“Finally, a moment of
peace”, I think to myself.
I’m in my hometown of Spring in the larger
Houston area for some of the last, fleeting moments of my
summer vacation, sitting at my favorite local coffee-shop. Yet, in the
stillness, my mind has begun to recall regret and frustration. In the last few
hours I have succeeded once more in being one of the more critical voices in my
family—a fault I must fight against daily. I reflect on often the spiritual
journey I’ve taken since my years at home, but still more surprising to me is
how consistently I still struggle with the same sins I thought I had escaped.
With my immediate family I slip easily into my “old” ways of relating to my
mother, my sister, father….and it’s here that I need the reminder of the same
grace by which I was brought into a new family.
As
Christians, the entire doctrine of our salvation centers around the realization
of our true position to Christ and surrendering the pride that once separated
us from God. In this way, C.S. Lewis even considered pride the greatest of all
sins. James 4:6 says,
“But he gives us
more grace. That is why Scripture says:
‘God opposes the proud
but shows favor to the humble.’”
but shows favor to the humble.’”
When I’m back at school, it seems easier to believe that I’ve escaped a critical spirit, but when I’m
with those closest to me I all too quickly let humility fly out the door. It’s
here that I’m reminded most of my own depravity.
As I rest, review my reflections, and finish up my cold
coffee, I wonder if this is the purpose of these tests of my impatience. Maybe,
in a similar way that the Jews had the law, I come home to remember the
impossible standards I hold for everyone else and that I’m usually the first to
trip. Perhaps this moment has become a reminder of Romans 5:20, which says,
“The law was added so that the trespass might increase. But where sin
increased, grace increased all the more…”

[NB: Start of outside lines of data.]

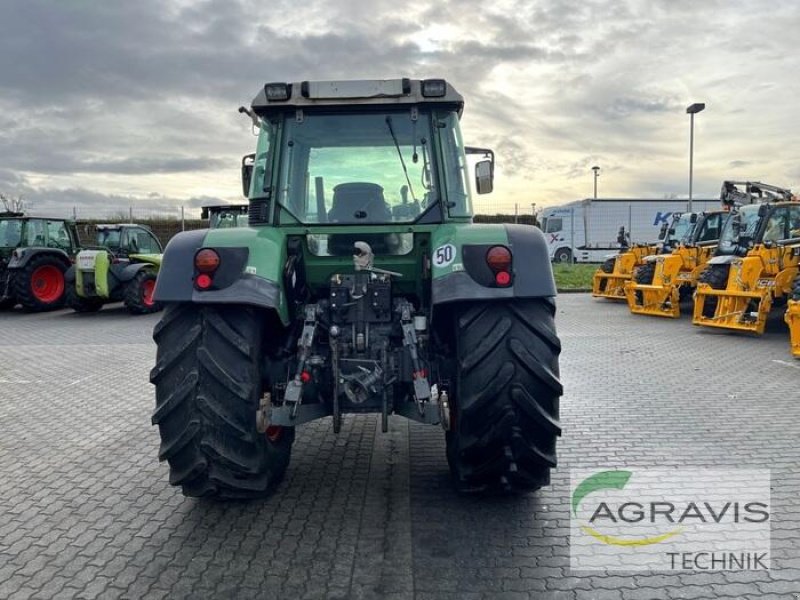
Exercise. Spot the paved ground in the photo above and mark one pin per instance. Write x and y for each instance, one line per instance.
(86, 510)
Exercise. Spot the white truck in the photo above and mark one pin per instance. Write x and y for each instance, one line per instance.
(588, 230)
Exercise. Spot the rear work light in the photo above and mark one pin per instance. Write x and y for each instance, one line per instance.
(434, 88)
(499, 260)
(276, 92)
(206, 260)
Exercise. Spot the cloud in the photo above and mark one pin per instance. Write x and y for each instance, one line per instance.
(108, 102)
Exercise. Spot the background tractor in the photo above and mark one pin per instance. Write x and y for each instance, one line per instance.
(792, 317)
(755, 264)
(35, 253)
(360, 286)
(122, 267)
(661, 280)
(225, 216)
(610, 278)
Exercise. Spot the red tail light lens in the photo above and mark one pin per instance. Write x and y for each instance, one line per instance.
(203, 281)
(499, 258)
(206, 261)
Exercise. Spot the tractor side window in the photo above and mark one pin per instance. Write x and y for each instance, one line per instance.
(777, 226)
(794, 222)
(109, 238)
(456, 171)
(711, 229)
(554, 224)
(143, 242)
(57, 236)
(10, 233)
(36, 233)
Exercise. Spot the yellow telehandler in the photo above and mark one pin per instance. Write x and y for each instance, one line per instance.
(792, 317)
(755, 264)
(660, 282)
(610, 278)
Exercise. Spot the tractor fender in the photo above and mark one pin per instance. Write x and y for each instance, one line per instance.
(21, 256)
(130, 271)
(460, 271)
(724, 260)
(233, 285)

Why should my trespass increase, even as a growing, young
Christian? Might I constantly have to re-realize my need of
God’s grace and the necessity of a humble spirit?
Oh how I need such grace, and how glad I am that I was
brought to it.
God, bring me to my knees
again and again if this is your desire. May I never, ever escape my humbling
journey while I’m on this earth. Thank you for grace, thank you for a new
family in your Kingdom and my old one, in which Grace ransomed His life for me.